Scientific data are always interpreted in the context of existing societal views and influences. People relying on trial results as a basis for developing guidelines need to be aware of the spectrum of influences that can bias the collection, analysis and interpretation of data. Conflicts of interest can occur when a commitment, goal or value that arises from a professional or social role is perceived to unduly influence the independence of data or their interpretation. Such conflicts include:

  • pecuniary interests
  • academic or professional interests that might accrue from publications, awards, media, professional attention or kudos
  • personal or religious beliefs, or experience of a health-related condition (either personally or a close family member or friend affected).
 

International concern

Guideline developers around the world understand the need to create reliable and trustworthy guidelines according to the highest standards and they are becoming increasingly mindful of threats to independence.

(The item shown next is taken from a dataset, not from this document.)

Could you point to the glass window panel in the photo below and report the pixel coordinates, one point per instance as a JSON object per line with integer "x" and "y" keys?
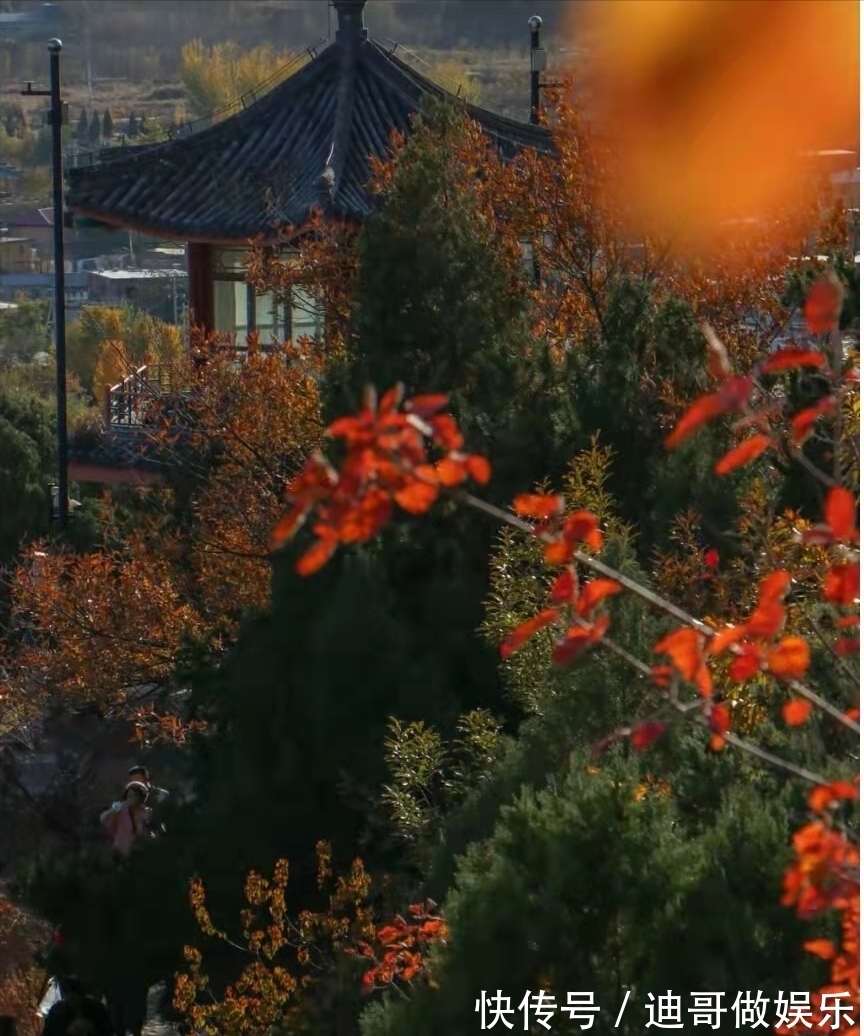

Tools have been developed to appraise guidelines and to establish whether the views of the funding body have influenced the content of guidelines and whether the competing interests of guideline development group members have been appropriately managed.3 In the USA, the Institute of Medicine published a report outlining concerns about the quality of the processes used to develop clinical practice guidelines, the limitations in the scientific evidence base on which clinical practice guidelines rely, the lack of transparency in development groups’ methodologies, and the management of conflicts of interest among guideline development group members and funders.1

In 2012 the Guidelines International Network published recommendations for minimum standards for quality guidelines4 and in the same year the National Health and Medical Research Council published a report on managing conflicts of interest in the development of guidelines. Despite the introduction of standards promoting conflict of interest policies, a growing number of reviews of clinical practice guidelines conducted in the last 10 years have revealed that the majority of guideline developers do not in fact publicly disclose any of their authors’ conflicts of interest. In 2009 the Medical Journal of Australia published a review5 that analysed 313 Australian clinical practice guidelines. The review found that almost 80% of the guidelines analysed included no information on the conflicts of interest of the members of their development groups. Similar findings have been published in relation to US and European guidelines.

 

The Independence Forum

The central aim of Therapeutic Guidelines is to promote the quality use of medicines through the development, publication and distribution of independent therapeutic guidelines. Independence is a critical issue for Therapeutic Guidelines so a number of strategies and policies have been implemented throughout the organisation and its operations to ensure the independence of the guidelines it develops.

The Independence Forum brought together national and international experts, ethicists, guideline developers, health professionals, clinical researchers and medical writers to identify threats to independence and discuss measures that could be taken to identify and counteract them.